Journalists in the NT have never been much good at reporting child s-xual abuse on Aboriginal communities, even after the revelations of Crown prosecutor Nanette Rogers on Lateline, and the Anderson-Wild Little Children are Sacred report. Let alone beforehand.
From a 20-year internet search, at the level of national newspapers at least, there’s been only one story that has named names and made concrete allegations of child abuse on a Territory Aboriginal community. Co-written by Fairfax journalists Gay Alcorn and Chips Mackinolty, they printed a story in The Age and the Sydney Morning Herald on 16 November 1993, which revealed the name of a Christian Brother, Brother John Hallet, principal at St Xavier’s boys school at the Aboriginal community of Nguiu on the Tiwi Islands accused of molesting “at least 40” Aboriginal children.
Neither journalist appeared to follow the story up. But, at the time, child protection workers, as well as Tiwi islanders, were furious when the good priest survived unscathed at a Christian Brothers retreat in Queensland.
The reason? The case collapsed in large part because Northern Territory police failed to use interpreters.
Gathering evidence in such cases is difficult at the best of times – and would have been much harder back then without courtroom procedures available to protect juvenile complainants or witnesses. The fact that police had questioned the kids in question – in English – led to an inevitable failure. There were criticisms at the time, as well, that the police staged “group interviews” at the Catholic school, rather than gathering information from individual kids. Tiwi kids’ grasp of English as a second language would have been marginal, at best, let alone in an area of such complexity as s-xual abuse.
A copper at the time was quoted as saying:
“There was no hard evidence from anyone that this had been occurring. We tried to talk with children, rumours were circulating, we tried to pick these things up but we didn’t,” Commander O’Brien said.

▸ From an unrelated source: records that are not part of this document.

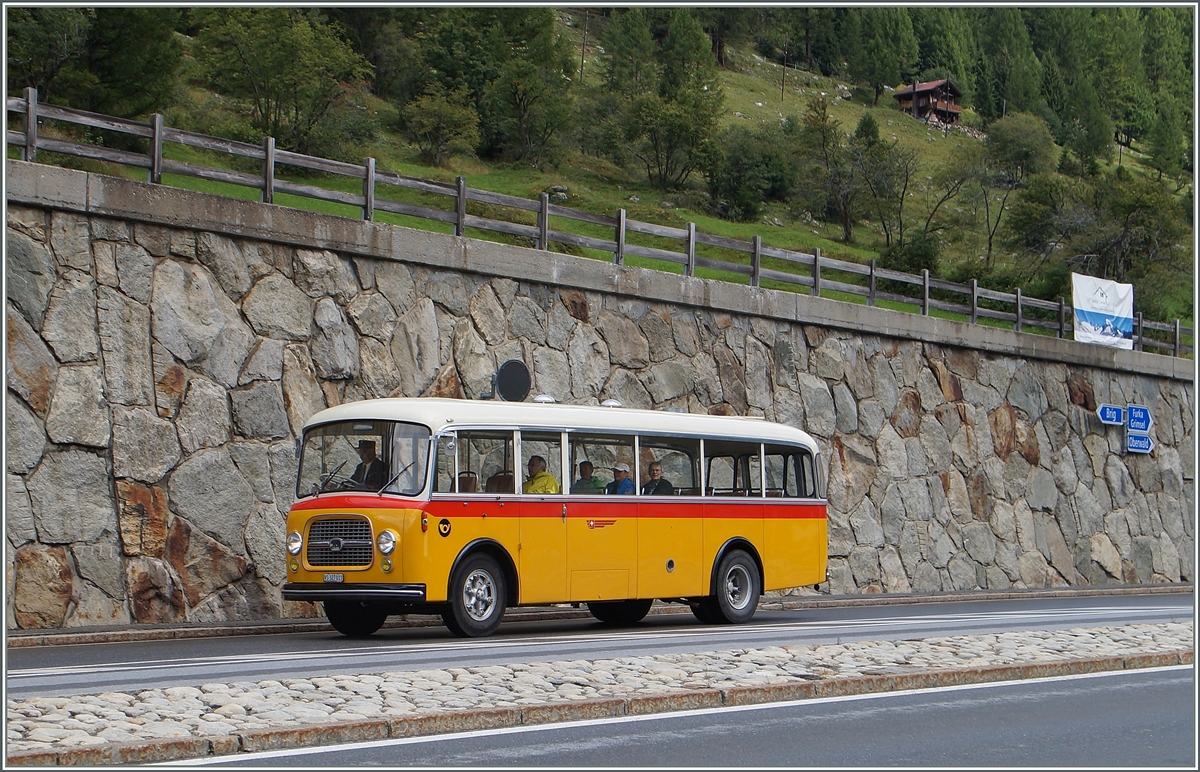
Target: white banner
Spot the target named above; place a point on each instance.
(1103, 311)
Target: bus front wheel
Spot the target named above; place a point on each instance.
(737, 591)
(621, 611)
(477, 597)
(354, 620)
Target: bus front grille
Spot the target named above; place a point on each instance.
(340, 542)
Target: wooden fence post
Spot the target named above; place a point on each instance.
(544, 222)
(369, 190)
(30, 151)
(756, 259)
(618, 257)
(268, 169)
(460, 226)
(156, 149)
(689, 268)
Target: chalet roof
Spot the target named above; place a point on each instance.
(929, 85)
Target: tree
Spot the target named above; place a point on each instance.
(887, 51)
(670, 130)
(1165, 147)
(1089, 131)
(1014, 67)
(831, 163)
(41, 42)
(886, 173)
(119, 61)
(132, 59)
(1018, 147)
(533, 108)
(441, 125)
(629, 64)
(747, 168)
(289, 69)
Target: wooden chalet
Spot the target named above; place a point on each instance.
(936, 99)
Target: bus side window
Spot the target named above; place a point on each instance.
(780, 476)
(485, 462)
(444, 476)
(808, 477)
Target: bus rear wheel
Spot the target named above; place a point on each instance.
(477, 597)
(354, 620)
(621, 611)
(737, 591)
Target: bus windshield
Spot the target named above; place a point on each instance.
(364, 455)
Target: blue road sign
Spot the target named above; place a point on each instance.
(1139, 419)
(1139, 443)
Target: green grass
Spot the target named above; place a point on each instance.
(751, 89)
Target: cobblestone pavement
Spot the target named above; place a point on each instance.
(231, 708)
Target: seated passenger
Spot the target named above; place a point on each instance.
(621, 483)
(540, 480)
(657, 485)
(371, 472)
(587, 483)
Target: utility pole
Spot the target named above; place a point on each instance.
(784, 78)
(583, 49)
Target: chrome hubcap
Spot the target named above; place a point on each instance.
(479, 594)
(737, 587)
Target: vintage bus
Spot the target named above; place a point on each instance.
(465, 508)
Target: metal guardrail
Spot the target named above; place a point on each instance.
(814, 271)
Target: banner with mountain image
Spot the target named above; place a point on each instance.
(1103, 311)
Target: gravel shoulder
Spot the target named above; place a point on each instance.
(223, 718)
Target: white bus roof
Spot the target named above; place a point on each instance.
(441, 414)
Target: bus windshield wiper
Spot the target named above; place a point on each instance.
(330, 476)
(394, 478)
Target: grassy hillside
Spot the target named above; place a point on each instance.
(756, 91)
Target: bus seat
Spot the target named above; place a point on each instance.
(499, 483)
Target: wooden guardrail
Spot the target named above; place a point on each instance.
(808, 270)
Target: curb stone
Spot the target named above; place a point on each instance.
(496, 718)
(25, 639)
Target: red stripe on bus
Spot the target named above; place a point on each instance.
(587, 510)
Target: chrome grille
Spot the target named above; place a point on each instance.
(340, 542)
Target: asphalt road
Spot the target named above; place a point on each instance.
(1141, 718)
(130, 666)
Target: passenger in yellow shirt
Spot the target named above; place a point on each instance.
(540, 480)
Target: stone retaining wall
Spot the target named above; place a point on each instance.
(165, 347)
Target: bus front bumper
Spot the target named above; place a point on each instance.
(354, 592)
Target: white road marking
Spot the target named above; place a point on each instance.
(577, 639)
(651, 717)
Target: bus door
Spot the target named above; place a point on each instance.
(670, 524)
(543, 550)
(601, 519)
(795, 527)
(474, 496)
(733, 484)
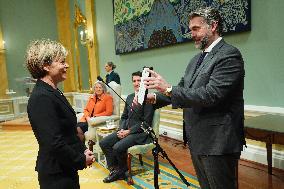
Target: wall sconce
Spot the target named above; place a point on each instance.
(85, 38)
(2, 46)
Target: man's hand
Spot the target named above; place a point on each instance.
(151, 98)
(90, 158)
(156, 81)
(123, 133)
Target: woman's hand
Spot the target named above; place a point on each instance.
(90, 158)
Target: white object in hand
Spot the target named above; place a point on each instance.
(142, 89)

“Aboriginal children are traditionally shy. While we may have the statements from them, they would not necessarily be in a position or be willing to give evidence in court.”
With the shocking “taxis-for-s-x” allegations now flowing from Nhulunbuy in north east Arnhem Land, the lack of interpreters may come back to haunt the Federal-Territory child s-xual abuse taskforce investigating the claims. Not to mention the shadowy inquiries being mounted by the federal Crime Commission.
It’s hard to break the secrecy surrounding the investigations, but it is understood that police, local and federal, are still persisting in ignoring qualified interpreters, despite the availability of Yolngu matha speakers across the region. That this would be ignored by any half way competent defence lawyer would be beyond belief.